フェレットのリンパ腫の症状と診断
フェレットのリンパ腫とはで述べたように、リンパ腫には大きく分けて2つあります。
若年性(リンパ芽球)の場合:臓器が通常ではない大きさではなくなります。
リンパ球性の場合はリンパ節の腫れが見られます。
フェレットは一般に病気を隠すのが得意な動物と言われています。見た目がぴょこぴょこ飛び跳ねて元気でも、体内では悪性腫瘍が広がっていることは決して珍しくありません。
ではどうやって体内の異常を察知できるのでしょうか。それは主に以下の方法で可能です。
■超音波検査:エコー検査です。体にジェルを塗り、超音波に映るしこり・内臓の大きさを確認できます。
■血液検査: 内臓の数値に異常がないか。白血球内のリンパ球の割合はどうか、という確認ができます。
■レントゲン検査:体を透かして臓器・骨格を見る検査。臓器の腫れや通常は見られないシコリの発見ができます。
血液検査では次の4つの割合を見てください。
リンパ球
好酸球
好中球
単球
リンパ腫がある場合は、この4つの割合が崩れます。
獣医師による診断で異常が見られ、リンパ腫ではないかとの憶測が出た際の最終判断は組織を病理検査に出して明らかにします。

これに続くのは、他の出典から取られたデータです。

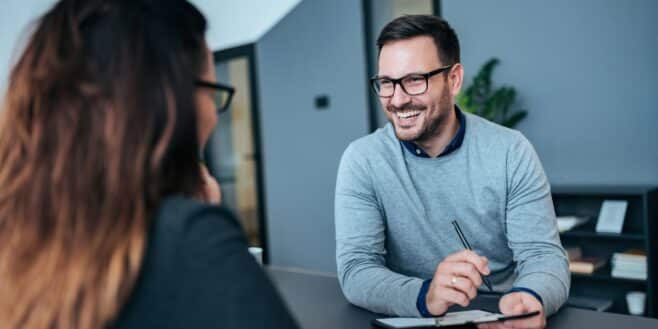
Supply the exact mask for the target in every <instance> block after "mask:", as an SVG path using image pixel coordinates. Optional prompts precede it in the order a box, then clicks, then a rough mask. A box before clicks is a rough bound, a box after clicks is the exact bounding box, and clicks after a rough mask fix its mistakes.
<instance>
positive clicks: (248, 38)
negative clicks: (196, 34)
mask: <svg viewBox="0 0 658 329" xmlns="http://www.w3.org/2000/svg"><path fill="white" fill-rule="evenodd" d="M0 1H1V2H2V8H1V10H0V99H1V98H2V97H3V95H2V94H4V93H3V90H4V87H5V85H6V79H7V76H8V74H9V67H11V65H12V64H13V61H14V60H15V58H16V56H17V52H18V51H20V50H21V47H20V43H21V42H24V41H25V40H24V39H25V32H26V31H27V26H28V24H29V23H30V22H32V21H34V20H35V19H36V18H37V17H39V16H40V15H41V14H43V13H44V12H45V11H46V10H47V9H48V8H50V6H52V4H53V3H55V1H54V0H0ZM300 1H301V0H190V2H192V3H193V4H195V5H196V6H197V8H199V9H200V10H201V11H202V12H203V13H204V15H205V16H206V18H207V19H208V25H209V30H208V34H207V40H208V46H209V47H210V49H212V50H221V49H226V48H231V47H235V46H240V45H244V44H249V43H253V42H256V41H257V40H258V39H259V38H260V37H262V36H263V35H264V34H265V33H267V31H269V30H270V29H271V28H272V27H273V26H274V25H276V23H278V22H279V21H280V20H281V19H282V18H283V17H284V16H285V15H286V14H287V13H288V12H290V11H291V10H292V9H293V8H294V7H295V6H296V5H297V4H298V3H299V2H300Z"/></svg>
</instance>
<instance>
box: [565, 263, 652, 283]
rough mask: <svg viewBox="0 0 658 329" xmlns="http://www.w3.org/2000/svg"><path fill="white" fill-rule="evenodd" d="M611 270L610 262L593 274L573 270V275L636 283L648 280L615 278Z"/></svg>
mask: <svg viewBox="0 0 658 329" xmlns="http://www.w3.org/2000/svg"><path fill="white" fill-rule="evenodd" d="M611 272H612V269H611V266H610V264H607V265H606V266H604V267H602V268H600V269H598V270H596V271H594V273H592V274H584V273H573V272H571V276H572V278H574V279H591V280H597V281H609V282H623V283H635V284H638V283H639V284H646V283H647V280H641V279H629V278H615V277H613V276H612V275H611V274H610V273H611Z"/></svg>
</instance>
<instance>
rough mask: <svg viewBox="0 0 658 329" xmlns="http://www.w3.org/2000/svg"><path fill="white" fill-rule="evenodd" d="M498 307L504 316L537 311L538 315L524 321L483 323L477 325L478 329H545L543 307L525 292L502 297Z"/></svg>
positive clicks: (528, 293)
mask: <svg viewBox="0 0 658 329" xmlns="http://www.w3.org/2000/svg"><path fill="white" fill-rule="evenodd" d="M498 307H499V308H500V311H501V312H502V313H503V314H505V315H514V314H522V313H529V312H534V311H539V314H538V315H535V316H533V317H529V318H525V319H518V320H508V321H505V322H495V323H483V324H480V325H478V328H479V329H509V328H513V329H534V328H537V329H541V328H544V327H546V316H545V315H544V307H543V306H542V305H541V303H540V302H539V301H538V300H537V298H535V297H534V296H533V295H531V294H529V293H527V292H520V291H519V292H513V293H509V294H507V295H505V296H503V298H501V299H500V303H499V305H498Z"/></svg>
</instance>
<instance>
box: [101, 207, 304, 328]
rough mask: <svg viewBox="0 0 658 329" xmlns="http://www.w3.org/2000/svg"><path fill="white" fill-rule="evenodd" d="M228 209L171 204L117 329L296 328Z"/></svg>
mask: <svg viewBox="0 0 658 329" xmlns="http://www.w3.org/2000/svg"><path fill="white" fill-rule="evenodd" d="M247 248H248V245H247V241H246V239H245V237H244V234H243V232H242V228H241V226H240V224H239V223H238V221H237V220H236V219H235V217H234V216H233V215H232V214H231V213H230V212H229V211H228V210H226V209H224V208H222V207H217V206H210V205H207V204H203V203H200V202H197V201H195V200H192V199H188V198H183V197H170V198H167V199H165V200H164V201H163V202H162V205H161V207H160V209H159V211H158V213H157V215H156V218H155V220H154V221H153V223H152V225H151V230H150V235H149V237H148V244H147V248H146V254H145V257H144V261H143V264H142V269H141V272H140V276H139V278H138V281H137V283H136V286H135V288H134V290H133V292H132V295H131V297H130V299H129V301H128V302H127V303H126V305H124V307H123V309H122V311H121V312H120V314H119V317H118V319H117V321H116V322H115V323H114V325H113V326H112V327H115V328H122V329H123V328H224V329H230V328H245V329H249V328H297V324H296V322H295V321H294V320H293V318H292V316H291V315H290V313H289V311H288V310H287V308H286V306H285V305H284V303H283V301H282V299H281V298H280V296H279V294H278V293H277V292H276V290H275V288H274V287H273V285H272V283H271V282H270V280H269V278H268V277H267V276H266V275H265V273H264V272H263V270H262V269H261V267H260V266H259V265H258V264H257V263H256V261H255V259H254V258H253V257H252V256H251V254H250V253H249V252H248V251H247Z"/></svg>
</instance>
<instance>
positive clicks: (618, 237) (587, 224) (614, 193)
mask: <svg viewBox="0 0 658 329" xmlns="http://www.w3.org/2000/svg"><path fill="white" fill-rule="evenodd" d="M552 196H553V203H554V205H555V212H556V214H557V215H561V216H579V217H587V218H590V220H589V221H588V222H586V223H584V224H583V225H582V226H578V227H575V228H574V229H573V230H570V231H566V232H562V233H560V238H561V240H562V242H563V244H564V245H565V246H569V247H576V246H577V247H581V248H582V249H581V250H582V253H583V256H592V257H605V258H608V260H610V258H611V257H612V255H614V254H615V253H617V252H624V251H626V250H629V249H641V250H643V251H645V252H646V255H647V279H643V280H638V279H628V278H615V277H612V275H611V272H612V271H611V267H612V266H611V264H610V262H608V264H606V266H604V267H603V268H601V269H599V270H597V271H595V272H594V273H591V274H581V273H572V274H571V279H572V280H571V282H572V284H571V293H572V294H577V295H581V296H584V297H594V298H604V299H610V300H613V301H614V302H613V305H612V307H611V308H610V310H609V311H610V312H617V313H627V310H626V301H625V299H624V296H625V295H626V293H628V292H629V291H632V290H643V291H646V293H647V304H646V305H647V313H646V314H647V316H650V317H658V285H657V283H658V281H656V279H657V278H658V186H647V185H624V186H613V185H589V186H575V185H574V186H553V187H552ZM605 200H624V201H626V202H628V208H627V210H626V215H625V218H624V225H623V229H622V233H620V234H615V233H599V232H596V221H597V220H596V219H597V218H598V215H599V213H600V211H601V206H602V203H603V202H604V201H605Z"/></svg>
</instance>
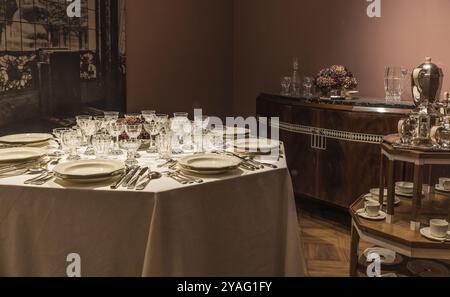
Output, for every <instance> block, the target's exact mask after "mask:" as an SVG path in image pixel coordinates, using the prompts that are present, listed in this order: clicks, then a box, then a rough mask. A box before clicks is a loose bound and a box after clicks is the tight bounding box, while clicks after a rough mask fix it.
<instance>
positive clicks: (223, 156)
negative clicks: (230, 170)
mask: <svg viewBox="0 0 450 297" xmlns="http://www.w3.org/2000/svg"><path fill="white" fill-rule="evenodd" d="M241 162H242V161H241V160H240V159H238V158H236V157H232V156H224V155H217V154H198V155H193V156H189V157H184V158H182V159H180V160H179V161H178V163H179V164H180V166H181V167H183V168H185V169H188V170H195V171H222V172H223V170H225V171H226V170H229V169H236V168H237V167H238V166H239V164H241Z"/></svg>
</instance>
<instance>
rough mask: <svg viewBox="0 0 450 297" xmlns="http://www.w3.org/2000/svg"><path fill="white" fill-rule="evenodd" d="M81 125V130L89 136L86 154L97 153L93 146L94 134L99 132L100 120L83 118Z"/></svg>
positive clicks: (86, 150) (89, 154)
mask: <svg viewBox="0 0 450 297" xmlns="http://www.w3.org/2000/svg"><path fill="white" fill-rule="evenodd" d="M79 126H80V128H81V131H83V134H84V136H85V137H86V138H87V144H88V145H87V148H86V151H85V152H84V154H85V155H88V156H93V155H95V152H94V148H93V147H92V136H93V135H94V134H95V133H96V132H97V128H98V121H96V120H81V121H80V124H79Z"/></svg>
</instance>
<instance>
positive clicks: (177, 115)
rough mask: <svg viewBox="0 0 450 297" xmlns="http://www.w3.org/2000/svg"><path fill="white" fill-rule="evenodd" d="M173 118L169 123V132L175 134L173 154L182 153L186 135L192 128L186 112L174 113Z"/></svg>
mask: <svg viewBox="0 0 450 297" xmlns="http://www.w3.org/2000/svg"><path fill="white" fill-rule="evenodd" d="M173 116H174V117H173V118H172V119H171V121H170V130H171V131H173V132H174V134H175V140H176V141H175V147H174V151H175V153H182V152H183V145H184V144H185V140H186V138H187V135H188V134H190V133H191V131H192V126H191V122H190V121H189V118H188V116H189V114H188V113H186V112H176V113H174V114H173Z"/></svg>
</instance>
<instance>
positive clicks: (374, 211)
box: [364, 201, 381, 217]
mask: <svg viewBox="0 0 450 297" xmlns="http://www.w3.org/2000/svg"><path fill="white" fill-rule="evenodd" d="M380 209H381V205H380V203H379V202H377V201H367V202H366V203H365V204H364V212H365V213H366V215H368V216H369V217H377V216H379V215H380Z"/></svg>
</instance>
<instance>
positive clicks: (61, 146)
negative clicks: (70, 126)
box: [53, 128, 71, 157]
mask: <svg viewBox="0 0 450 297" xmlns="http://www.w3.org/2000/svg"><path fill="white" fill-rule="evenodd" d="M70 130H71V129H70V128H56V129H53V135H54V136H55V138H56V140H57V141H58V151H56V152H55V153H54V154H55V156H57V157H61V156H63V155H64V152H65V151H66V150H67V147H66V146H65V145H64V144H63V141H62V134H63V133H64V132H66V131H70Z"/></svg>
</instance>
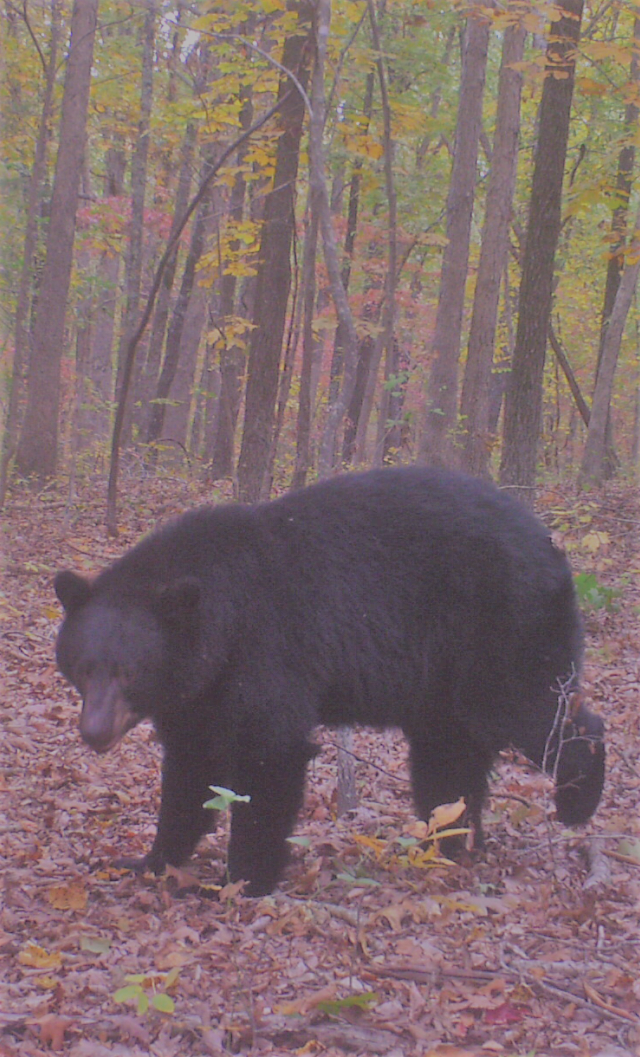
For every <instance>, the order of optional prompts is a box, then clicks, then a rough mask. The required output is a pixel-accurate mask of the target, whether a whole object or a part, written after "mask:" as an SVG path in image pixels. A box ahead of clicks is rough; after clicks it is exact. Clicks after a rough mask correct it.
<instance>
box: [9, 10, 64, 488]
mask: <svg viewBox="0 0 640 1057" xmlns="http://www.w3.org/2000/svg"><path fill="white" fill-rule="evenodd" d="M60 11H61V0H52V4H51V36H50V44H49V58H48V60H47V66H45V69H44V93H43V98H42V110H41V113H40V122H39V125H38V137H37V140H36V149H35V155H34V164H33V169H32V172H31V179H30V182H29V196H28V201H26V224H25V229H24V247H23V254H22V271H21V273H20V283H19V286H18V299H17V305H16V321H15V328H14V333H15V345H14V359H13V365H12V382H11V390H10V394H8V406H7V409H6V420H5V423H4V433H3V438H2V455H1V456H0V509H2V507H3V506H4V500H5V497H6V484H7V478H8V467H10V464H11V461H12V459H13V458H14V456H15V453H16V447H17V444H18V433H19V429H20V422H19V420H20V405H21V402H22V396H23V390H24V381H25V375H26V365H28V360H29V333H28V328H26V319H28V314H29V303H30V297H31V283H32V277H33V264H34V256H35V252H36V242H37V237H38V206H39V203H40V192H41V188H42V182H43V179H44V172H45V170H47V148H48V145H49V141H50V138H51V130H50V125H51V114H52V109H53V92H54V88H55V81H56V69H57V56H58V45H59V42H60Z"/></svg>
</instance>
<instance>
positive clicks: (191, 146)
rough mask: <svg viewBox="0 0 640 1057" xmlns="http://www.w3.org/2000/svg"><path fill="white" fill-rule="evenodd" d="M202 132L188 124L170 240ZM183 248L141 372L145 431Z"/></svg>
mask: <svg viewBox="0 0 640 1057" xmlns="http://www.w3.org/2000/svg"><path fill="white" fill-rule="evenodd" d="M197 135H198V131H197V126H196V124H195V123H193V122H191V123H189V125H187V127H186V130H185V133H184V140H183V142H182V150H181V153H180V156H181V167H180V175H179V178H178V187H177V189H176V202H175V205H173V216H172V218H171V229H170V231H169V239H170V238H171V237H172V235H173V234H175V231H176V229H177V227H178V224H179V223H180V221H181V220H182V218H183V217H184V214H185V210H186V207H187V205H188V201H189V190H190V187H191V170H193V167H194V150H195V147H196V140H197ZM179 249H180V244H178V245H177V246H176V249H175V251H173V254H172V255H171V259H170V261H169V262H168V263H167V266H166V267H165V270H164V275H163V277H162V285H161V288H160V292H159V294H158V302H157V304H156V312H154V313H153V322H152V324H151V333H150V335H149V348H148V351H147V358H146V360H145V365H144V367H143V369H142V372H141V385H140V392H141V398H142V404H143V408H145V409H146V421H145V429H146V430H148V429H149V423H150V416H151V412H152V405H151V403H150V402H151V398H152V396H153V394H154V392H156V389H157V387H158V381H159V374H160V365H161V363H162V350H163V347H164V339H165V333H166V329H167V321H168V318H169V305H170V299H171V291H172V289H173V281H175V279H176V268H177V267H178V253H179Z"/></svg>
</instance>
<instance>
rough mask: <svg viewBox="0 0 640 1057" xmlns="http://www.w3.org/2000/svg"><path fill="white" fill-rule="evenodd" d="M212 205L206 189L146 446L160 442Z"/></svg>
mask: <svg viewBox="0 0 640 1057" xmlns="http://www.w3.org/2000/svg"><path fill="white" fill-rule="evenodd" d="M213 164H214V163H213V160H209V161H207V162H206V163H205V167H204V174H203V179H204V180H206V177H207V171H208V170H209V169H211V168H212V167H213ZM211 202H212V187H211V186H209V188H208V191H207V193H206V194H205V196H204V197H203V198H202V200H201V202H200V206H199V208H198V212H197V215H196V221H195V223H194V229H193V231H191V241H190V245H189V252H188V254H187V258H186V261H185V265H184V272H183V275H182V282H181V284H180V292H179V294H178V297H177V299H176V304H175V305H173V313H172V316H171V322H170V326H169V332H168V334H167V345H166V350H165V355H164V361H163V365H162V371H161V372H160V378H159V379H158V387H157V389H156V396H154V398H153V401H152V404H151V410H150V414H149V426H148V429H147V435H146V442H147V444H153V443H156V441H158V440H160V438H161V435H162V431H163V426H164V419H165V411H166V403H167V400H168V397H169V393H170V391H171V386H172V384H173V378H175V377H176V371H177V370H178V360H179V358H180V353H181V342H182V332H183V328H184V320H185V317H186V311H187V308H188V304H189V300H190V297H191V294H193V291H194V283H195V280H196V267H197V266H198V262H199V260H200V258H201V257H202V253H203V249H204V241H205V235H206V223H207V220H208V218H209V214H211Z"/></svg>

その方法は2通り。
■針による組織一部抽出
■開腹手術による組織の抽出
針による組織抽出は、超音波で体内のしこりの箇所を確認しながらそこをめがけてお腹から小さくて細い針を刺して組織を抽出する方法です。麻酔をかけずに行うのが一般的なので、当然痛がります。
メリットとしては、開腹手術よりはリスクが少なく短時間・低コストで検査が行えるという点。
デメリットとしては、摘出できる組織量が非常に少ないため腫瘍細胞を取れるかどうかは賭けとなります。腫瘍があるにも関わらず、針で取れた部分はその腫瘍部から外れたリンパの過形成部分だったということがおこる可能性があります。
開腹手術による組織の抽出は、全身麻酔をかけてお腹を切って腫れている箇所を摘出して病理検査に出す方法です。
メリットとしては、獣医師による内臓の目視が行えること。臓器の色・形を確認し、肥大化していないか・腫瘍化していないかなどの確認が行えます。メスを入れた目的以外の意外な病気が判明することもあります。また、内臓にしこり部分がくっついていないかの判断をすることにより(フェレットのリンパ腫とは参照)、将来の治療をより明確なビジョンで行うことができます。
デメリットとしては、やはり手術に伴うリスクです。今まで元気だったフェレットが、たった一度の開腹手術でガクンと体調を崩しその後元に戻らないことも十分に考えられます。また万が一の医療ミスという心配もついてまわります。